CROSS is the first project to enable AI Accelerator, such as Google TPUs, to accelerate Homomorphic Encryption and achieves the State-of-the-art (SotA) throughput and energy efficiency (performance per watt) in HE operators (e.g., HE-Multiplication, HE-Rotation) and HE kernerls (e.g., Number Theory Transformation throughput) among commodity devices (CPUs, GPUs, FPGAs). The detailed flow is shown in the figure below.
The state-of-the-art performance relies on two key optimizations, including Basis Aligned Transformation (BAT) and Memory Aligned Transformation (MAT), as illustrated in figure below.
This repo contains
- Python JAX implementation (in
jaxite_word) to deploy Homomorphic Encryption workload on Google's TPUs. A subset of CROSS repo is integrated into Google's jaxite library to enable TPU for accelerate the CKKS scheme. - The digit detection model (using 5-layer CNN for digit detection under MNIST dataset), which won the 2nd-place at Unversity DEMO @ DAC'25.
Notes:
- It's called jaxite_word as it adopts word-level homomorphic encryption scheme (CKKS).
- TPU could be programmed by JAX, PyTorch and TensorFlow. We choose JAX to make it aligned with existing bit-level homomorphic encryption library jaxite. JAX itself is a hardware agnostic library which could run on CPU, GPU and TPU, such that CROSS could run on CPU and GPU as well for functional testing. For performance evaluation on GPU, we recommend implementing a customized CUDA kernel to get better performance.
- CROSS is verified against OpenFHE. And CROSS could directly take encrypted ciphertext value from OpenFHE and accelerate it on TPU.
- Step 1: Create a Google Project tutorial.
Obtain the name of the project as <google_project_name> and Google Project ID from the created project.
- Step 2: Apply for the Tree-tier TPU trail for 30 daysTRC
Once submitted the request, an email will be shot to you within one day, where there is a link to fill in a survey with your Google project ID.
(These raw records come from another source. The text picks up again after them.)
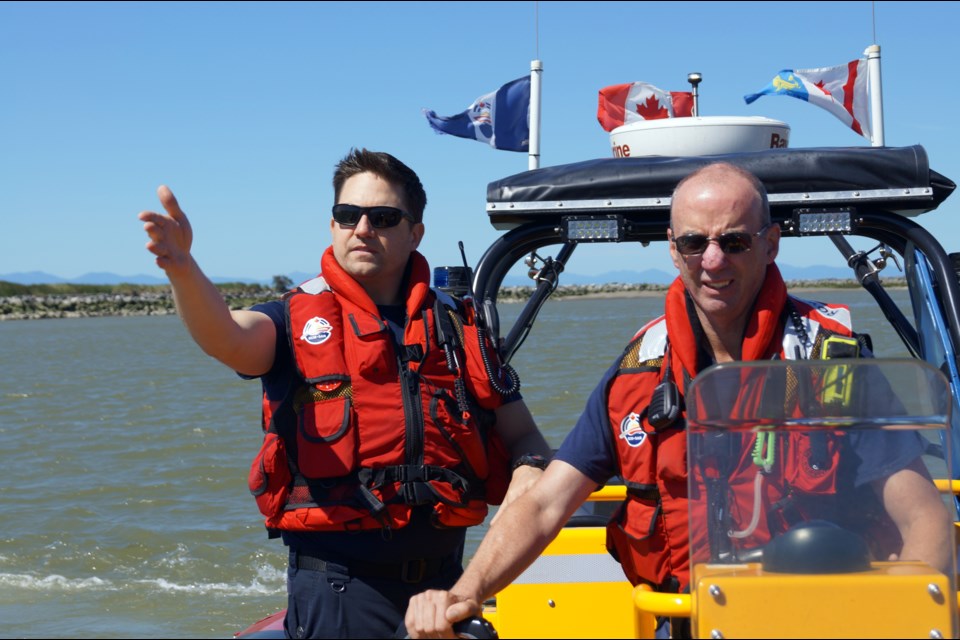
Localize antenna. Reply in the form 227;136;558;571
687;71;703;118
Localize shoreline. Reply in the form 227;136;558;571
0;278;906;321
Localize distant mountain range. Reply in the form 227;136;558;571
0;264;854;286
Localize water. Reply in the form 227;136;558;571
0;290;906;638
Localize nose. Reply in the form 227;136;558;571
700;240;727;269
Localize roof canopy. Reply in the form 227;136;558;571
487;145;956;228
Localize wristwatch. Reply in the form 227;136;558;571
511;453;549;469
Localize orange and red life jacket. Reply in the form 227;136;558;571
606;265;853;589
250;249;510;531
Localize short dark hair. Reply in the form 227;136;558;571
333;149;427;222
670;162;770;225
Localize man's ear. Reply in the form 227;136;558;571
410;222;426;250
766;223;780;264
667;227;683;271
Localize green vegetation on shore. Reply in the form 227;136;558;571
0;278;906;320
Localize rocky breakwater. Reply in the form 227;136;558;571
0;293;176;320
497;282;667;302
0;287;278;320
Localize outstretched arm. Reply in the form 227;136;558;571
405;460;597;638
874;458;954;574
138;186;276;375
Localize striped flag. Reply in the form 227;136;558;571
743;58;870;140
597;82;693;131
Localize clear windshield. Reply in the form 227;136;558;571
686;359;956;588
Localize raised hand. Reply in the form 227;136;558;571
137;185;193;275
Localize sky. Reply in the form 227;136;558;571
0;2;960;280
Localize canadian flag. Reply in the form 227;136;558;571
597;82;693;131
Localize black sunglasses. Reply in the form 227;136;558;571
673;224;770;256
333;204;416;229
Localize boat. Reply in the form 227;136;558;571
238;118;960;638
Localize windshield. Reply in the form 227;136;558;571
687;359;955;573
686;359;957;637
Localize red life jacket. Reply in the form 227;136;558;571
606;265;853;591
249;249;510;531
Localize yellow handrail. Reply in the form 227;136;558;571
933;479;960;496
587;478;960;502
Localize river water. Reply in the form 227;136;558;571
0;290;906;638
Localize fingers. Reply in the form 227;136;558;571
137;185;193;275
404;590;480;638
157;184;187;222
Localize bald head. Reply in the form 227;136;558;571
670;162;770;228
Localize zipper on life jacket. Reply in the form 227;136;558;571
395;318;429;504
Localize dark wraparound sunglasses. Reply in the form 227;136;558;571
673;224;770;256
333;204;416;229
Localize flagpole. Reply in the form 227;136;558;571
863;44;884;147
527;60;543;170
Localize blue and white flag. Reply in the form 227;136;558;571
743;59;870;140
423;76;530;152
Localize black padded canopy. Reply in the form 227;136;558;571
487;145;956;227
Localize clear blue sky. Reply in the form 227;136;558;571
0;2;960;279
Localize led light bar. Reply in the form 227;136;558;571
562;215;624;242
794;207;853;235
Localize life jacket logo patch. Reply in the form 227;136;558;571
300;316;333;344
620;413;647;447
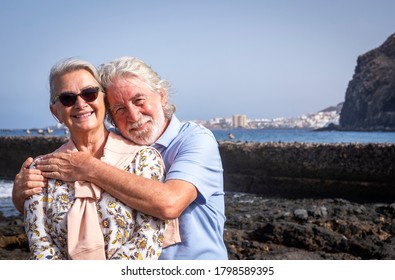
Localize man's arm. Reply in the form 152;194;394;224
37;152;198;219
12;157;47;214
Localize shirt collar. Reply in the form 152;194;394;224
153;115;181;147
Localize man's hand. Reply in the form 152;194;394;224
36;152;93;182
12;157;48;213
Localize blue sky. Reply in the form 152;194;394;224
0;0;395;128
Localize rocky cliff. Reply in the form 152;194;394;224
340;34;395;131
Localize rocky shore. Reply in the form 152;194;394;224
0;193;395;260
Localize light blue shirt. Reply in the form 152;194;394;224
153;115;228;260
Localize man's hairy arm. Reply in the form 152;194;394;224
37;152;198;219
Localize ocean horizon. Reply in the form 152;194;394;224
0;129;395;216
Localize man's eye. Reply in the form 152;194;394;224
112;107;125;115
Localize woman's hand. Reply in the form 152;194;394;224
36;152;93;182
12;157;48;213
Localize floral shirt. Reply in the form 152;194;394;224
24;142;167;260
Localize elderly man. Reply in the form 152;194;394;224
13;57;227;260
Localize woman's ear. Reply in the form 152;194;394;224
159;89;167;107
49;105;63;123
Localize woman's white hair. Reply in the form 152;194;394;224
99;56;175;119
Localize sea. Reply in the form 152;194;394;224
0;129;395;216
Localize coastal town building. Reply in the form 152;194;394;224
232;115;247;128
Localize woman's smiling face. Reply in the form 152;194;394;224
51;70;106;134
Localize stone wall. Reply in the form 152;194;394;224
220;142;395;202
0;136;395;202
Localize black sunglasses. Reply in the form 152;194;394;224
52;87;100;107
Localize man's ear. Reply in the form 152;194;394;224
160;89;167;107
49;105;63;123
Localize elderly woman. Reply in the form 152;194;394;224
24;58;167;259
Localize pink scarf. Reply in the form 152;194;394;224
57;132;181;260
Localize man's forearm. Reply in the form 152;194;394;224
84;158;176;219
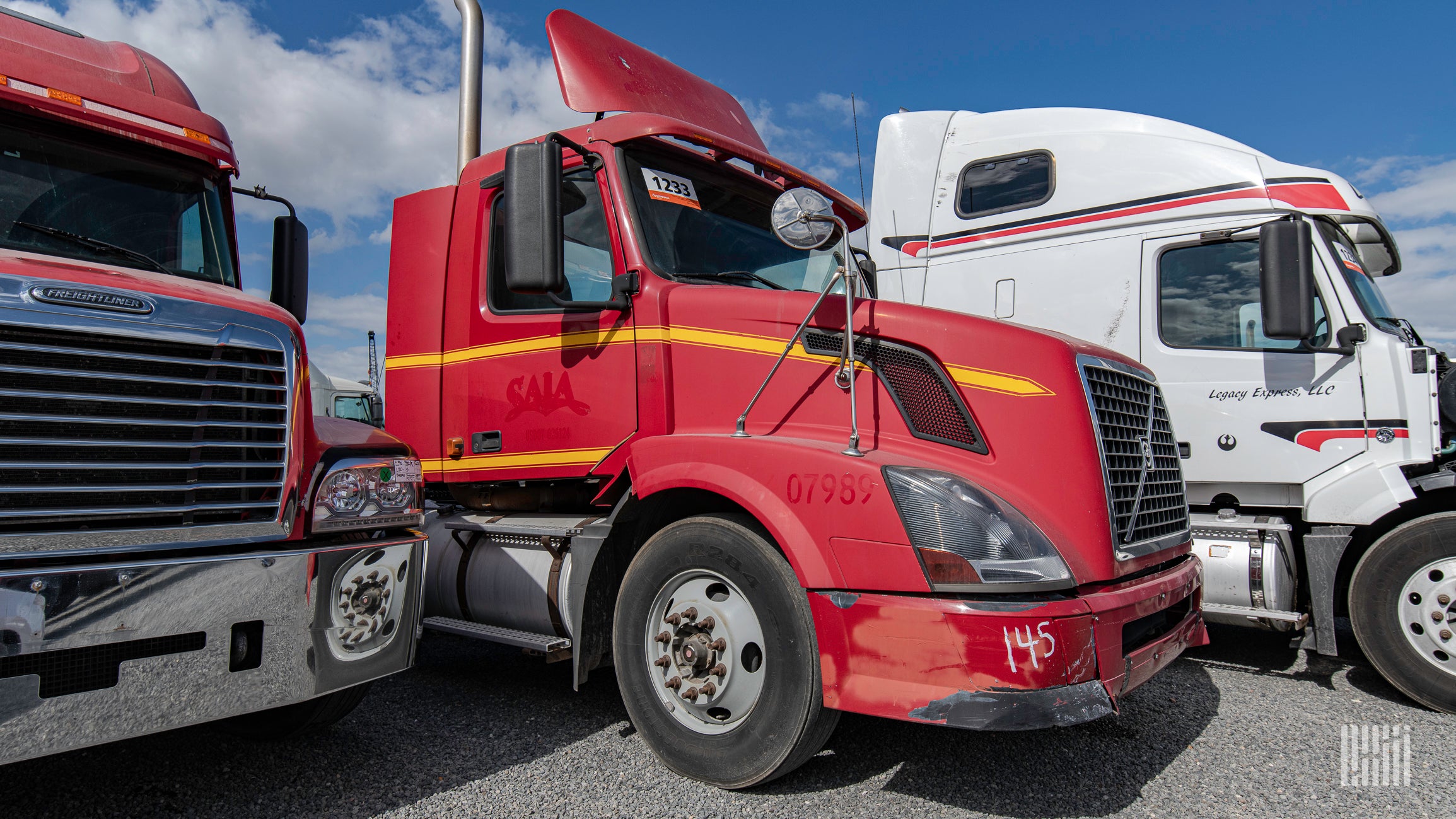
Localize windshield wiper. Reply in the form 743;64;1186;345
15;221;176;276
677;270;789;289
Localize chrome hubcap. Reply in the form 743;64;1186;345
644;569;764;733
1399;557;1456;677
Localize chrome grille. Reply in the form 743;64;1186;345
1082;358;1188;557
0;325;288;535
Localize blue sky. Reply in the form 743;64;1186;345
8;0;1456;378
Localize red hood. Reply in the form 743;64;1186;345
0;250;305;342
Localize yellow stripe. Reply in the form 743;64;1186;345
385;326;633;369
419;446;614;472
945;364;1056;396
385;326;1056;395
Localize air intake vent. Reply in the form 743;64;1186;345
804;330;987;455
0;325;288;534
1082;356;1188;555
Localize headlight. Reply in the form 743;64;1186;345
313;458;424;532
884;467;1076;591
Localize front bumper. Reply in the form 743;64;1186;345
810;554;1208;730
0;531;425;764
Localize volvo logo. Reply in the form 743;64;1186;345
30;285;151;316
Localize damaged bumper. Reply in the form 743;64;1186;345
810;554;1208;730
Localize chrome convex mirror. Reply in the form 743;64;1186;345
769;188;836;250
732;188;865;458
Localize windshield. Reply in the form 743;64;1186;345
0;118;237;287
625;150;843;293
1315;219;1401;332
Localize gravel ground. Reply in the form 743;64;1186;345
0;629;1456;819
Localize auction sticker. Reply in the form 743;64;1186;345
642;167;703;211
395;458;425;483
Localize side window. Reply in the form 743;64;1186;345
955;151;1051;219
1158;241;1329;349
486;169;612;313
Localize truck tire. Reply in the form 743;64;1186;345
1349;512;1456;714
218;682;370;740
613;513;839;789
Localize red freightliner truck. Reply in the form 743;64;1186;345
386;6;1207;787
0;9;425;762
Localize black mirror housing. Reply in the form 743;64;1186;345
269;215;309;325
503;139;566;293
1259;219;1315;340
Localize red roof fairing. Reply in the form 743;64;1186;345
0;15;237;167
546;9;767;153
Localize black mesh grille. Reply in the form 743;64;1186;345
804;330;987;455
1082;364;1188;545
0;631;207;700
0;325;288;534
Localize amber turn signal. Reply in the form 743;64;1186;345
916;549;981;585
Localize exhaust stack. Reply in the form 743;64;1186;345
454;0;485;179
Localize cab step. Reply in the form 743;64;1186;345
1203;602;1309;629
425;617;571;659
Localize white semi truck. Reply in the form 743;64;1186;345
868;109;1456;713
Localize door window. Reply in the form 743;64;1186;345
1158;240;1329;351
486;167;613;313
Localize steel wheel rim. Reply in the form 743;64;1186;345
1398;557;1456;677
642;569;769;735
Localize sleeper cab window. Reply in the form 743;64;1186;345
955;151;1052;219
1158;240;1329;351
486;167;613;313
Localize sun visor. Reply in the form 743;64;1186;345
546;9;767;151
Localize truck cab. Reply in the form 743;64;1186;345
0;9;424;764
385;1;1206;787
869;109;1456;710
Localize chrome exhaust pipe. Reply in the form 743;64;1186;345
454;0;485;180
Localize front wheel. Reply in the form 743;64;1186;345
1349;512;1456;714
613;513;839;789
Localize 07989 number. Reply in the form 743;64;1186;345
785;473;875;506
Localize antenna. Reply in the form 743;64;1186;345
849;91;865;205
368;330;378;393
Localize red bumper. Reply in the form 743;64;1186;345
810;554;1208;730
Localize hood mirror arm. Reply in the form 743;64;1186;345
732;211;865;458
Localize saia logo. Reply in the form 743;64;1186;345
505;373;591;421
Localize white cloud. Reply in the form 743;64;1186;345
1354;156;1456;355
11;0;584;252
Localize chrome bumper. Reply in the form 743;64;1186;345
0;531;425;764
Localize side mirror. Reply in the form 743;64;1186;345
504;139;566;293
269;215;309;325
368;393;385;429
1259;219;1315;340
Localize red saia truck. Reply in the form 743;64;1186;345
386;6;1206;787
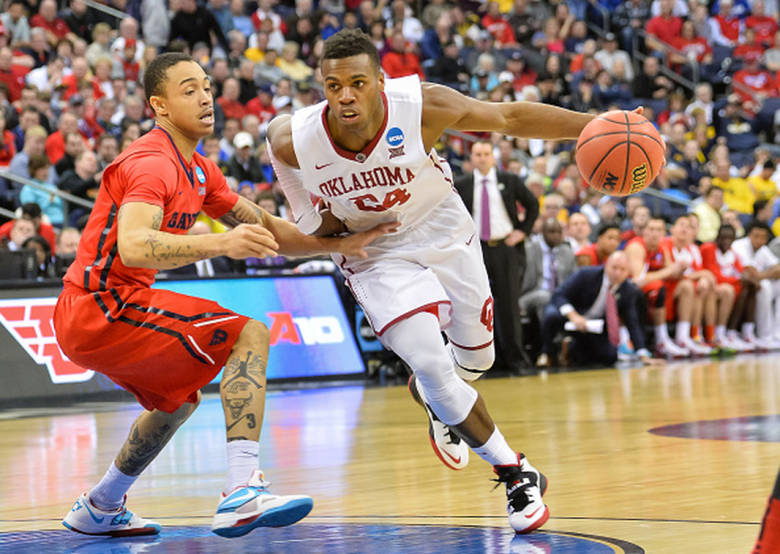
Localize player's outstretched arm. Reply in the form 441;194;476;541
117;202;279;269
220;197;398;257
422;83;595;148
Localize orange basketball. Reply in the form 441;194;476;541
577;111;664;196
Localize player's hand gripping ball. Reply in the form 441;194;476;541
577;111;665;196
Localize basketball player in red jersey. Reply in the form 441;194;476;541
659;215;716;356
54;53;395;537
625;213;690;358
576;225;620;267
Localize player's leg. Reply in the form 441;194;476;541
63;393;200;537
382;312;549;533
211;320;313;537
674;279;712;356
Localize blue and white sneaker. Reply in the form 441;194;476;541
62;493;161;537
211;469;314;537
618;342;637;362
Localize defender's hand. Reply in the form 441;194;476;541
222;223;279;260
339;221;401;259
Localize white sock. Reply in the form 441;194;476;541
620;325;631;345
225;440;260;494
473;427;517;466
674;321;691;344
88;462;138;511
654;324;670;345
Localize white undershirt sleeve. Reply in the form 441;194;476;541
267;141;322;235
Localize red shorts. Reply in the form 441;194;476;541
54;286;249;413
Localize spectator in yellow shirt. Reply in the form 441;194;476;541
748;160;777;200
712;158;756;215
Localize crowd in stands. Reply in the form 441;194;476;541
0;0;780;362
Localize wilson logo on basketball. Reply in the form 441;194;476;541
601;172;617;192
0;298;95;383
631;164;647;194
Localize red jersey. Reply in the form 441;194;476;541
0;65;30;102
63;127;238;291
626;237;666;273
30;14;70;38
645;15;682;44
658;237;702;275
700;242;745;285
745;15;777;45
577;243;607;265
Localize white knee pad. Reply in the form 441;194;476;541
447;342;495;381
383;313;478;425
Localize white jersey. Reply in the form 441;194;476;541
291;76;453;232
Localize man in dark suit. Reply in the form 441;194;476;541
537;252;658;366
455;141;539;373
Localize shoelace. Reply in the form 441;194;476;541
111;507;133;525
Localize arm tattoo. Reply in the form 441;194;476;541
219;200;263;227
116;421;176;475
152;209;163;231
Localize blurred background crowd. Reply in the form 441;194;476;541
0;0;780;368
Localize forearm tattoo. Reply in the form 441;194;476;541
219;200;263;227
221;351;266;440
116;421;176;475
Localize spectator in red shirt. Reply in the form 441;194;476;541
733;28;764;59
30;0;70;46
506;52;537;92
119;38;141;83
577;225;620;267
0;110;16;167
669;21;712;64
482;0;518;48
645;0;684;53
45;112;79;164
745;0;778;48
710;0;742;47
382;31;425;79
217;77;246;120
0;46;29;102
732;52;778;112
246;85;276;125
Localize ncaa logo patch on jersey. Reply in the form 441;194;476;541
385;127;404;160
387;127;404;146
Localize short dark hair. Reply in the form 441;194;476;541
144;52;196;112
745;219;772;235
27;154;51;174
22;202;43;219
596;223;620;238
322;29;382;71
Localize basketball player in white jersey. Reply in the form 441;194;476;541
268;31;593;533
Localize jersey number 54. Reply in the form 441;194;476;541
352;188;412;212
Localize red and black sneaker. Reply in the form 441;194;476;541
493;454;550;534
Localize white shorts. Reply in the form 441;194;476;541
333;191;493;350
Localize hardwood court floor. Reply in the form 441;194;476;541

- Step 3: Launch TPU VM. You could do it over GUI or gcloud cli (in your local machine) to create a TPU VM. I give the gcloud cli as it works for all generations (>=v4) of TPUs.
For TPUv4,
gcloud config set project <google_project_name>
gcloud config set compute/zone us-central2-b
gcloud alpha compute tpus queued-resources create <google_project_name> --node-id=<your_favoriate_node_name> \
--zone=us-central2-b \
--accelerator-type=v4-8 \
--runtime-version=v2-alpha-tpuv4 \For TPUv5e,
gcloud config set project <google_project_name>
gcloud config set compute/zone us-central1-a
gcloud alpha compute tpus queued-resources create <google_project_name> --node-id=<your_favoriate_node_name> \
--zone=us-central1-a \
--accelerator-type=v5litepod-4 \
--runtime-version=v2-alpha-tpuv5-lite \
--provisioning-model=spotFor TPUv6e,
gcloud config set project <google_project_name>
gcloud config set compute/zone us-east1-d
gcloud alpha compute tpus queued-resources create <google_project_name> --node-id=<your_favoriate_node_name> \
--zone=us-east1-d \
--accelerator-type=v6e-1 \
--runtime-version=v2-alpha-tpuv6e \
--provisioning-model=spotNote that TPUv5e and TPUv6e could only work with provisioning-model as spot, because they are popular resources, and Google cloud can preempt it if there are tasks with higher priority requiring these resources. But you could get a long-term active TPUv4 VM as it's less demanding by other tasks.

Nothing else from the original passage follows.